Yes, they should include Classics (Ancient greek & Latin).

It is just what all (or a vast majority) of unis do in the US. It is pretty shitty because without them a normal graduation would probably be 3 years instead of 4.

no they don't, people in my are fucking retarded, and don't know how to follow instructions. You included senpai.

At the very least something that makes you present your ideas. Science without communication doesn't exist.

I also think humanities students should have to do basic science as well.

Scientific communication =/= Popular science

No it's presenting ideas to colleagues or clients. It's speaking and, more importantly, listening at conferences.
It's how to read and get the best from papers. It's how to write papers that don't put the intended audience to sleep.

There's a mandatory second language you have to learn at my uni.

Get to choose it?

I don't even think mass physical institutions should be a thing anymore in education, so no.

Everything should be in certs and fuck encumbering people with shit they don't want to learn.

Yes, there's about 30 languages you can choose. I went with Norwegian.

>I also think humanities students should have to do basic science as well.
they do, they just do the same thing you do with humanities: take meme easy A's to get it over with

Nah that's the most useless shit ever, those shitty dead languages are dead for a reason

Obscure choice...

why not Finn?

Fucking lol, muh land of the free sucks curriculum dick as some post-soviet shithole.

Ancestry reasons, vikings are a favorite of mine, and I didn't want to study the same languages as everyone else.

How is it possible, I heart your education is already expensive, and adding more courses don't make it cheaper.

Of course not. In my shithole of a country you only take classes relevant to your object. Maybe US education is a standard below?

>

>tfw linguistics is classified as humanities
>tfw write up formal proofs for linguistic analysis and get full marks because the TA doesn't understand basic formal language theory

No. I'd MUCH rather audit high-level humanities courses for personal enjoyment than have to worry about garbage 100-level gen eds to satisfy a degree requirement.

>Do you think STEM educational programs should continue to include obligatory Humanities courses?
Yes, of course any University education should give you at least some insight into an opposing field.
But considering the current state of humanities, these insights are becoming more and more worthless.

I would actually love to do something like , but the only thing I get are garbage "ethic for engineers" classes.
Which boiled down to taken the most boring leftist talking point, "animal experiments should be abolished" or "poor Africans are suffering from whites exploiting their countries".

Aren't Finns nordic too?

>american education

The language isn't related.

I'd like it to be available as an option but i dislike obligatory, mandatory stuff as a rule and imposing humanities shit on students would waste time and opens doors for political bullshit that ought to stay closed

If I'm expected to take calssic literature classes, humanities majors should be forced to take at least calc II

hahahaahhahahahahah I got an A in calc 2 hahaha you suck

t. relations """engineer"""

The crazy part is that many of them take literally no college-level math at all. They only take "college algebra" which is of course a high school level class

Agreed.
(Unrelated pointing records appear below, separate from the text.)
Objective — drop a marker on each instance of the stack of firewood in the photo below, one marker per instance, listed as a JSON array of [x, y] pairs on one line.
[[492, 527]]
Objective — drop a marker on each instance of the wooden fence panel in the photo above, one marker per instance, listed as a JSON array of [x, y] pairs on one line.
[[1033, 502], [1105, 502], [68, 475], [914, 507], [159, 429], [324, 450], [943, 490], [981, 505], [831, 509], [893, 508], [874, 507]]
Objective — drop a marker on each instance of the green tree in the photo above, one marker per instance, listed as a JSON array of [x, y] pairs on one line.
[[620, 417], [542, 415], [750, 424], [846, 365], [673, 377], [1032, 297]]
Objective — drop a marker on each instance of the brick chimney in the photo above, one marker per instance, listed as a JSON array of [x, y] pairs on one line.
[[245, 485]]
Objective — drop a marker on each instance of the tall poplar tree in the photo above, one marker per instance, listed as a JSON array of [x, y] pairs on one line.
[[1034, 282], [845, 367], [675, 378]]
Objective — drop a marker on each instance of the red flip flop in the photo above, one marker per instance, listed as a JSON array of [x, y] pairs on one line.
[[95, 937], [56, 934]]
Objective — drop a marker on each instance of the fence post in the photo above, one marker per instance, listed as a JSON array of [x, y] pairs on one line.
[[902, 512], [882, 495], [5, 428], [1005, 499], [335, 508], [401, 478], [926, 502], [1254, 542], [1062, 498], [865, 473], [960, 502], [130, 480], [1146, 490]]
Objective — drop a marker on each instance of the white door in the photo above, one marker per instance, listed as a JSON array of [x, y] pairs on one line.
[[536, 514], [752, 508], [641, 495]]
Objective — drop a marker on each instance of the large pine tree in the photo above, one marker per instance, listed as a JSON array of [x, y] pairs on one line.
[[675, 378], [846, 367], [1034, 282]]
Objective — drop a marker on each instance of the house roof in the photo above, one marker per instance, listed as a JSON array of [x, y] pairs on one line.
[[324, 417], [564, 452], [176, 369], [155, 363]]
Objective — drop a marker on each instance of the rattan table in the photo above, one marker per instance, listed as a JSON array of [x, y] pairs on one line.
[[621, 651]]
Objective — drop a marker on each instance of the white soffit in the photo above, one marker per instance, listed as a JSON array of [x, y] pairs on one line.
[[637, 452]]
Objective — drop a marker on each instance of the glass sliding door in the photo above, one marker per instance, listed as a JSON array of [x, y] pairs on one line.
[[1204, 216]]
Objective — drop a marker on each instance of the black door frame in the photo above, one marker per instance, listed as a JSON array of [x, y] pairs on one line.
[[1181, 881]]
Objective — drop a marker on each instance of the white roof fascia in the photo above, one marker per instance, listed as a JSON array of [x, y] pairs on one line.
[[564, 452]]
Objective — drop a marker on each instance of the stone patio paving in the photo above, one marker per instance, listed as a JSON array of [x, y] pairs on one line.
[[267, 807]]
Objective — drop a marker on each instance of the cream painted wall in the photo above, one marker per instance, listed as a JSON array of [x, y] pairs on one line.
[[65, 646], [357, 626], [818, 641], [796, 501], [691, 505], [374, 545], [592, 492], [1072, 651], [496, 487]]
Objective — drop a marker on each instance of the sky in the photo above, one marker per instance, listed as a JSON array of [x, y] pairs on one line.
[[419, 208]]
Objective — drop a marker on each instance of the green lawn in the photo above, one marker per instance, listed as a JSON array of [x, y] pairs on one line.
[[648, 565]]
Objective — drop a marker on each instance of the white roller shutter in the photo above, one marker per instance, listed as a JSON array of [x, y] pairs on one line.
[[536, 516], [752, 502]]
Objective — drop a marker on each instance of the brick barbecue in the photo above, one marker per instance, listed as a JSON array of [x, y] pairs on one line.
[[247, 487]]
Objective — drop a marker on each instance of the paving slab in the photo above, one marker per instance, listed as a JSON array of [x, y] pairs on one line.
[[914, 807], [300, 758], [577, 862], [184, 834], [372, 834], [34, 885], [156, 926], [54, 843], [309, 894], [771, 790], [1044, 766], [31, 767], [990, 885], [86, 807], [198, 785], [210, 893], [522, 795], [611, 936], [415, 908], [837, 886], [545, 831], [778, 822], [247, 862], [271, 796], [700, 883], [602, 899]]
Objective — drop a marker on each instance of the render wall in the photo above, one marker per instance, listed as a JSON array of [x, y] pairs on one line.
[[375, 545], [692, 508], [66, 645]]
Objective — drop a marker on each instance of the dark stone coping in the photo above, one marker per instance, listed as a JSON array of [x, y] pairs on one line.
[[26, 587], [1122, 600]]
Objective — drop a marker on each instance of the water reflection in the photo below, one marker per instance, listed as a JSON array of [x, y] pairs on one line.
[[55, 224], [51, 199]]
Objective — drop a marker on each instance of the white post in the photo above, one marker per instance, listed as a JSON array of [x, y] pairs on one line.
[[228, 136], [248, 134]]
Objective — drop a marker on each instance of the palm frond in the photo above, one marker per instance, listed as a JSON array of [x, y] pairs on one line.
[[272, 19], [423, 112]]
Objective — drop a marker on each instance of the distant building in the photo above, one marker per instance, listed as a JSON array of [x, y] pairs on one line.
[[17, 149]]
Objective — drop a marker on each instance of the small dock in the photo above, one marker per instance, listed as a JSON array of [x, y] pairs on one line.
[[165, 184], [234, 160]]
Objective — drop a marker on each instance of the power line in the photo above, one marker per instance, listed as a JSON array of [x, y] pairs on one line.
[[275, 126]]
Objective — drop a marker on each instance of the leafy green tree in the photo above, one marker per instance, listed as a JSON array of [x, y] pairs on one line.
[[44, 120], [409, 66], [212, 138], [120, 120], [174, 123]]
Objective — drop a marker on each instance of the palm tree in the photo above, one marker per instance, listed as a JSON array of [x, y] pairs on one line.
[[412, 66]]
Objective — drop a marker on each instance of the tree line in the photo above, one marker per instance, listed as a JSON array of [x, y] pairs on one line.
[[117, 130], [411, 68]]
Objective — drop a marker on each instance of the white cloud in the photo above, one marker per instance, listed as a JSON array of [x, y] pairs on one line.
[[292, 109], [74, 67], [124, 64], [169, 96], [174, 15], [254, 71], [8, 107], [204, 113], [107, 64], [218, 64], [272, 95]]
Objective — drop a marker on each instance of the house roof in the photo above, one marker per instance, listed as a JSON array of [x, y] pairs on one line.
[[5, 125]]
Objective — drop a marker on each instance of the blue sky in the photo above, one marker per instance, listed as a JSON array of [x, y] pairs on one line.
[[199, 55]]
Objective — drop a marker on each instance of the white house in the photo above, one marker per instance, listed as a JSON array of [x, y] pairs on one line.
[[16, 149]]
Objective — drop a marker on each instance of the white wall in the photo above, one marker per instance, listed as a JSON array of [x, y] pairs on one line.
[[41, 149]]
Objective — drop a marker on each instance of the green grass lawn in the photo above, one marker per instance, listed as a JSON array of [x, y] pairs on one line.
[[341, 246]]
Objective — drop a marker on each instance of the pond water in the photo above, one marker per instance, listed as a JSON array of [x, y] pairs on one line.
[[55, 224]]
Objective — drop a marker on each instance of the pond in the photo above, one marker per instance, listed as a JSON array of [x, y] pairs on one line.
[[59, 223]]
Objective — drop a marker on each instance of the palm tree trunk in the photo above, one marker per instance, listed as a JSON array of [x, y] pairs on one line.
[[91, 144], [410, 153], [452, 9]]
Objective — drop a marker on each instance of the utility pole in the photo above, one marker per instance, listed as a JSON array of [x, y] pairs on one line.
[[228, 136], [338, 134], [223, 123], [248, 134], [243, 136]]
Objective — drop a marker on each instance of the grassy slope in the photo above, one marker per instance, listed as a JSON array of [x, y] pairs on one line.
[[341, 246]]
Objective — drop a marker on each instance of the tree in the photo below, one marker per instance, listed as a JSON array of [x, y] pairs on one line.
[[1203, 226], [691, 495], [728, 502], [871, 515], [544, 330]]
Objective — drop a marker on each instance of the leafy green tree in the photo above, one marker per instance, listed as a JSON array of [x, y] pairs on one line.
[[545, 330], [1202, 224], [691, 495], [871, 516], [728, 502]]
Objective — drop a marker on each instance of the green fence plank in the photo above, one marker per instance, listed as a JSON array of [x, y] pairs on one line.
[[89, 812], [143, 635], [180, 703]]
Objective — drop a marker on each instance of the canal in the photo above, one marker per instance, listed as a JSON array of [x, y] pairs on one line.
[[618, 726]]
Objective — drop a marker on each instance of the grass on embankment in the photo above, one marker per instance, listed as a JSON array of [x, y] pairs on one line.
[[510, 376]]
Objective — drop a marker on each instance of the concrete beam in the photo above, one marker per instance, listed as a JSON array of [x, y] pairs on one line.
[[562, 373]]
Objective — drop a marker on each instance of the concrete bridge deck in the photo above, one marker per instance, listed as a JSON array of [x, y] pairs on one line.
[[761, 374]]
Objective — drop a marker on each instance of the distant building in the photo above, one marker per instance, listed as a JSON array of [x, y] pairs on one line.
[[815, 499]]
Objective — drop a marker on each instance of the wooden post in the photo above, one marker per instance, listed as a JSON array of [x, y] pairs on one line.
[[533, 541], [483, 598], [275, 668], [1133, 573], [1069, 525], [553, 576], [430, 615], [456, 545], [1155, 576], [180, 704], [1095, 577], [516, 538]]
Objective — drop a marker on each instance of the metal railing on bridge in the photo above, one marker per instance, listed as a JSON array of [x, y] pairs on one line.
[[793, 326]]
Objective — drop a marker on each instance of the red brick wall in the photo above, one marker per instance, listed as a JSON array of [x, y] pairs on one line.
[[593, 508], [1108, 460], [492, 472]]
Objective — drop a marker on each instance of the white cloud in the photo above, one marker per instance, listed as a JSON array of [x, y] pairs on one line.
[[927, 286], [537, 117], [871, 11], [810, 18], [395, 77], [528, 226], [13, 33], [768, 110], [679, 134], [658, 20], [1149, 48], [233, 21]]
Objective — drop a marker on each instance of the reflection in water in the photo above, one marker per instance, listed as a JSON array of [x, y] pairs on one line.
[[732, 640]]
Would mitigate the grade inflation bullshit in humanities as well.

>inb4 generous curving and watered down calc follows the humanities tard herd to stem subjects

You do not know what critical thinking means. Humanities majors walk into a classroom, accept what is told to them point blank, and learn not to challenge anything.

Everything in STEM revolves around the objective merit of statements and assumptions and that begets a deep critical understanding.